The next day we arranged to go on a city tour. We were getting ready to embrace our full clueless-tourist selves. In a few hours I expected to be riding in a double decker bus, listening to the city’s history shouted through a megaphone by a pimple-faced high school grad funding his way into theater school. Who were were greeted by, however, was Chawla (a nickname for one much longer and harder to pronounce). Chawla was a kind, older gentleman with three grown up daughters. He ushered us into the back of his white sedan with a large sticker that read “tourist” across the back doors -and to think we nearly got away with flying under the radar. Once we were tucked into the back of our private, flashy, tourist car we embarked on our 8 hour private tour with Chawla….yes…you read that right, 8 hours. Chawla’s english was very impressive, but most of his vocabulary was comprised of civic nouns like government, private, public, and CNG gas. He showed us all of the government buildings and their corresponding employee housing (every government employee is given private and protected housing).
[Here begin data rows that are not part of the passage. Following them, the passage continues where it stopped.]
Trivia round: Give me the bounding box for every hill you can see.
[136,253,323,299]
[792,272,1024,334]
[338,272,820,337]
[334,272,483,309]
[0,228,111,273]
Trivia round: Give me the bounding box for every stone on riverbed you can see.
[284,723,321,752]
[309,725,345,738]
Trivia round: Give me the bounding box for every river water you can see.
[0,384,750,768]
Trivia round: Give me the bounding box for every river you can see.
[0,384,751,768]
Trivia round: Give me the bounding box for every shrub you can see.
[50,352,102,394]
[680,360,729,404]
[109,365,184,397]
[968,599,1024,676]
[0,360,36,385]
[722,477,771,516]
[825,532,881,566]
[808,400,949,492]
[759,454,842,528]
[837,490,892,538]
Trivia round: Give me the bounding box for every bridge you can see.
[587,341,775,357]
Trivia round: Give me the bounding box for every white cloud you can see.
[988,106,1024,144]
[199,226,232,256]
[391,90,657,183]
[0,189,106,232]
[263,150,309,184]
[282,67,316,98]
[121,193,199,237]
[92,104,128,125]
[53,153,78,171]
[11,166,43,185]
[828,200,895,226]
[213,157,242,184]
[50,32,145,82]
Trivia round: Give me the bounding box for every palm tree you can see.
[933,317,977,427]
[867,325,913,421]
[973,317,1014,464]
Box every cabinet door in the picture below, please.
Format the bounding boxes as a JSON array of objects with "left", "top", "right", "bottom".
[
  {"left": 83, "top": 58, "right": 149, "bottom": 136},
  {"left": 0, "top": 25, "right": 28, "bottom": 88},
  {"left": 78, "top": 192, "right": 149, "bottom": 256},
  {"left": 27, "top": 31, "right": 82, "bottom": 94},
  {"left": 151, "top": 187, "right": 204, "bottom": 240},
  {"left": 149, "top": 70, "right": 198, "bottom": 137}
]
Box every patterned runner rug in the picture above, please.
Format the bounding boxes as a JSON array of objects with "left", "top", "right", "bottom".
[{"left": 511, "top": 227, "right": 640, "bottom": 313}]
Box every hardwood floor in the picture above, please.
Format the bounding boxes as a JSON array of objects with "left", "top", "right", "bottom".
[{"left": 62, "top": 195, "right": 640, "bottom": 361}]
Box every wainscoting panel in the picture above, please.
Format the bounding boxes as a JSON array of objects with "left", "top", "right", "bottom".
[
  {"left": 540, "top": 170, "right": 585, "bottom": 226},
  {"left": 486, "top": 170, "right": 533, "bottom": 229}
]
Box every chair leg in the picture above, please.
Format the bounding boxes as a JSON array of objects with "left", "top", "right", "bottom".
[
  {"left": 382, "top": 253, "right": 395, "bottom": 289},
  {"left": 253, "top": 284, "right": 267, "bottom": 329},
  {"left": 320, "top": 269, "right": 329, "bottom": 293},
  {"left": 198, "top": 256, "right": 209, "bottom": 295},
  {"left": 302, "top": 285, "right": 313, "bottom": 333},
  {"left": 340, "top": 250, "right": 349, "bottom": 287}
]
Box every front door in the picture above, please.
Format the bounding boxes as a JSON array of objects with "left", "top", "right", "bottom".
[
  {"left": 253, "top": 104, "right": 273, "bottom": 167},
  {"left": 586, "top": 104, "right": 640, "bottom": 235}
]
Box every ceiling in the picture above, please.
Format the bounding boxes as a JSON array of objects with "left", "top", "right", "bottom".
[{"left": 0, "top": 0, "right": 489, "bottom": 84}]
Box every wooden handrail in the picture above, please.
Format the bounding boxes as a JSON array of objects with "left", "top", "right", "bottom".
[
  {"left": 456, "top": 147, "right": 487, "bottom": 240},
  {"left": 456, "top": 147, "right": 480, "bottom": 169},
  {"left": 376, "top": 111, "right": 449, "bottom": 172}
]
He even made special note to show us the department of traffic control, and then proceeded to flip a u-turn in the middle of the road in front of the department and sever officers – if you ever have the urge to take up residency in New Delhi I recommend you looking into employment with traffic control. Chawla showed us every magical part of Delhi – and some of his friend’s shops in which we begrudgingly purchased over priced tea. By the end of our tour we were grateful for Chawla’s personal tour and nauseous from partaking in Delhi traffic for 8 hours.